Total Pageviews

Wednesday, 5 March 2014

Loading flat file using SQL Loader

SQL Loader is an Oracle tool used to load data from flat files into oracle tables. It allows the user to selectively load certain columns/rows. Although a programmer could duplicate the functionality of SQL Loader by writing his/her own load program, SQL Loader has the advantage of flexibility, ease of use, and performance. It is often used for migrating data from a non-Oracle source system to an Oracle database.
Two important components of SQL Loader are as follows
Data File: It is a flat file containing the data to be loaded in the oracle table. Each line contains one record to be loaded in the table. Each field in the datafile is separated by a separator character.
Below is a datafile containing 2 records, each row containing 3 columns separated by pipe (|).
1|Ninad|Kamerkar
2|Steven|Clau
Control File: It is a text file written in a language that SQL Loader understands. It tells SQL Loader where to find the data, how to parse and interpret the data, where to insert the data, and more. In other words, we can say that control file is a mapping file containing the mapping from the datafile to oracle table.
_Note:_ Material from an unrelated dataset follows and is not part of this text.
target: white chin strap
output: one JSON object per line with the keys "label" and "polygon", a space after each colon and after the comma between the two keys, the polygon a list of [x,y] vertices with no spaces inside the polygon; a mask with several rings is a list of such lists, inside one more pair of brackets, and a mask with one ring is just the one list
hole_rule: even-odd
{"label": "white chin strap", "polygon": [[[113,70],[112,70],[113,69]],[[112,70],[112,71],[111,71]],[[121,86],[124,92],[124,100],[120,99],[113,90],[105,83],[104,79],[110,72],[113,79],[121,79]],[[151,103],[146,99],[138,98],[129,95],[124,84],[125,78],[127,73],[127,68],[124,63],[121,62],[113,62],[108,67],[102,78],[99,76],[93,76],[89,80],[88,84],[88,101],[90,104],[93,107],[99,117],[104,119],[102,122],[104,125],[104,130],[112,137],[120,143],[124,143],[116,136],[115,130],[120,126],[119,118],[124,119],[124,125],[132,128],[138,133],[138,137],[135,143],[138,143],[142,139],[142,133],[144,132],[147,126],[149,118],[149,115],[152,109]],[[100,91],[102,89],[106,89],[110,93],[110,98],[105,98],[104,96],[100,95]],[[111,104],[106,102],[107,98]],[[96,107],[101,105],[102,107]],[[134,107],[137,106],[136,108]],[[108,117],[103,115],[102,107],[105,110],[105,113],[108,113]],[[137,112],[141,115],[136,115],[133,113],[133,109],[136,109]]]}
Below is the syntax for the control file.

LOAD DATA
INFILE <dataFile>
APPEND INTO TABLE <tableName>
FIELDS TERMINATED BY ‘<separator>’
(<list of all attribute names to load>)
Step-by-step approach for learning SQL Loader
Creating the Target Table
First we need to create a target oracle table in which SQL Loader will load the data from datafile. Execute below DDL on your oracle database schema.








CREATE TABLE Employee (
    Empno NUMBER(4),
    Name VARCHAR2(10),
    Age NUMBER(4),
    Dob DATE,
    Salary NUMBER(8,2),
    Emp_status VARCHAR2(5),
    Job_desgn VARCHAR2(20)
);

Creating the Data File

Below is the datafile that will be loaded into the Employee table. Save this file as Employee.LST. First line in the datafile is the header record. We need to ignore this first line while loading the file.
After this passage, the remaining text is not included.